Les identifiant de loin, par leurs habits d’ecclésiastiques, deux touristes, chemises à fleur et shorts aux couleurs vives, s’approchent avec de grands sourires : "Vous êtes prêtres ?" demandent-ils en anglais. Devant le hochement de tête du cadet, les deux Américains poursuivent : "Nous aussi. Mais là on a pris un an de congé sabbatique.

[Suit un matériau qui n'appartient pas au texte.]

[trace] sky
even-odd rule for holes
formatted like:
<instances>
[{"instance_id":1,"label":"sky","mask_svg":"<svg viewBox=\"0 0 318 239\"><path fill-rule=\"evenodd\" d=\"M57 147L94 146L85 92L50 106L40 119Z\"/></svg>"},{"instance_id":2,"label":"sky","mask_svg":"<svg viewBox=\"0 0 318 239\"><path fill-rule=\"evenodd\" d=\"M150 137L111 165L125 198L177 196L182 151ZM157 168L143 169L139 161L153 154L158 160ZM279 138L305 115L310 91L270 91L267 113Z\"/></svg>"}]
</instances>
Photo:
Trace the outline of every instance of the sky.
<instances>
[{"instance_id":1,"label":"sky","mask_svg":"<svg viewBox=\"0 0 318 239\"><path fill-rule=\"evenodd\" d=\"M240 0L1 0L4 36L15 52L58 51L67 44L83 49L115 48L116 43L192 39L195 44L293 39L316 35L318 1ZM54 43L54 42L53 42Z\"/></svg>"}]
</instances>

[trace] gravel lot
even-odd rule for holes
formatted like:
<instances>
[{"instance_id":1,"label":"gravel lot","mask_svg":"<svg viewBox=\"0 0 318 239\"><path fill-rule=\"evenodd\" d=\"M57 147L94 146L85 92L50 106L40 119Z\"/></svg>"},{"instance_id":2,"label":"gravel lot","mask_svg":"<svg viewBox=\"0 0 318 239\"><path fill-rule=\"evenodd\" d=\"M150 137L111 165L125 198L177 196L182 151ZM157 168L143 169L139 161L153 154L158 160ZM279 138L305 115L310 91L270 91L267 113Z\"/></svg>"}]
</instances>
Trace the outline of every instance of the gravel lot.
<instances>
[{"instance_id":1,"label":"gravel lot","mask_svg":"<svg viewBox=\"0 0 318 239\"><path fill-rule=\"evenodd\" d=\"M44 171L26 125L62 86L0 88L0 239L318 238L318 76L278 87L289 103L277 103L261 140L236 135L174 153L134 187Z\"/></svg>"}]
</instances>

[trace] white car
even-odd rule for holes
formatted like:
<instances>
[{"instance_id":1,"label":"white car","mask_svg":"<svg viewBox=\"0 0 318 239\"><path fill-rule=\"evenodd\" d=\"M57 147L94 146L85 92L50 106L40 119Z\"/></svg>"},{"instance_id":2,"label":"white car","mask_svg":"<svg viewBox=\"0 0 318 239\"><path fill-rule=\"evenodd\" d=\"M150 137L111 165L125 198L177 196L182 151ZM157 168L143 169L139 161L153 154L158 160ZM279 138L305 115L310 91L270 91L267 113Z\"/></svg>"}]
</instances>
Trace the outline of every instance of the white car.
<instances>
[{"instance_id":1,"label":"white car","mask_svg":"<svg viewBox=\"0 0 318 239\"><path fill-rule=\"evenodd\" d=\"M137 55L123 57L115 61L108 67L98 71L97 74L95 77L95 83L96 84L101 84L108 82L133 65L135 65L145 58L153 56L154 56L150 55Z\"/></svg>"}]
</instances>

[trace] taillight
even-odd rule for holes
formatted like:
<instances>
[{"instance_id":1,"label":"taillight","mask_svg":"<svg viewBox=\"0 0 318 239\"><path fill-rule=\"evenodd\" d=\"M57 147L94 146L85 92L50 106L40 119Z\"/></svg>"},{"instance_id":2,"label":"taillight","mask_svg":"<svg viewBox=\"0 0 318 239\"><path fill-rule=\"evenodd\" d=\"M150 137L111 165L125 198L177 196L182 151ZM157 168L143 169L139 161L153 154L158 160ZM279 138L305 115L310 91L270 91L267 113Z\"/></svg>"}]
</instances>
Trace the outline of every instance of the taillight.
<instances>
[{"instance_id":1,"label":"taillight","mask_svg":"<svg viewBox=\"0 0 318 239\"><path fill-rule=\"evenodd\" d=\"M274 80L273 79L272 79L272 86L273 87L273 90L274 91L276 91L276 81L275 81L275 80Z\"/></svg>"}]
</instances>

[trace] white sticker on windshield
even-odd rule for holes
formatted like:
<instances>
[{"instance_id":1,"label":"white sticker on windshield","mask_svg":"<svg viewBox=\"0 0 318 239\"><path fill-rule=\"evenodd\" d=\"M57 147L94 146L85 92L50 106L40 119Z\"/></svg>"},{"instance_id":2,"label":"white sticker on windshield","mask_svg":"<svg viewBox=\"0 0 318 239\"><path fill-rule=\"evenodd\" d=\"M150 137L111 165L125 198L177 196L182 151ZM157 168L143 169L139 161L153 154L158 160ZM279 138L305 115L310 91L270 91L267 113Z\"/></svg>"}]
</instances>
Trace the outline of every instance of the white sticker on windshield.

Un an sans paroisse, sans messe à assurer… Les vacances quoi !" Le cadet, toujours, leur répond par un sourire et quelques mots convenus puis s’excuse : "L’embarquement commence, il faut y aller !"
De nouveau seuls, se dirigeant vers la porte de l’avion, il sent la main de son patron, saisir son bras et l’entend, de sa voix fine et fragile lui dire en allemand, leur langue natale : "Je pense que nous avons mal compris, ou alors, sûrement, c’est qu’ils devaient plaisanter…" Probablement les deux prêtres en goguette n’eurent jamais conscience qu’ils s’étaient vantés de leurs longues vacances, devant celui que la presse surnommait le "panzer cardinal" et qui dirigeait alors la Congrégation pour la doctrine de la foi.
L’anecdote est révélatrice de ce paradoxe que Joseph Ratzinger, devenu Benoît XVI, aura eu longtemps à assumer : se voir confier une autorité redoutable lorsqu’on est soi-même doté d’un caractère plutôt doux et humble. Il y avait quelque chose chez cet homme au regard d’enfant timide qui sautait aux yeux : il n’était pas un homme d’intrigue et de dissimulation.
Beaucoup évoquent son intelligence, sa culture, sa profondeur de vue. Ils ont sûrement raison. Mais ce n’est pas là, à mon sens, le plus important. L’essentiel était la douceur et la bonté avec lesquelles il utilisait ces capacités, ses dons, qu’il avait par ailleurs cultivés. C’est cette douceur qui provoqua ce martyre que des réseaux maffieux qui sévissent dans la ville éternelle, lui firent endurer jusqu’à l’amener à renoncer. Sans doute y en avait-il en soutanes ou en costumes, hier, place Saint-Pierre, versant des larmes de crocodiles sur un cercueil devant lequel ils rêvaient il y a dix ans déjà de se tenir.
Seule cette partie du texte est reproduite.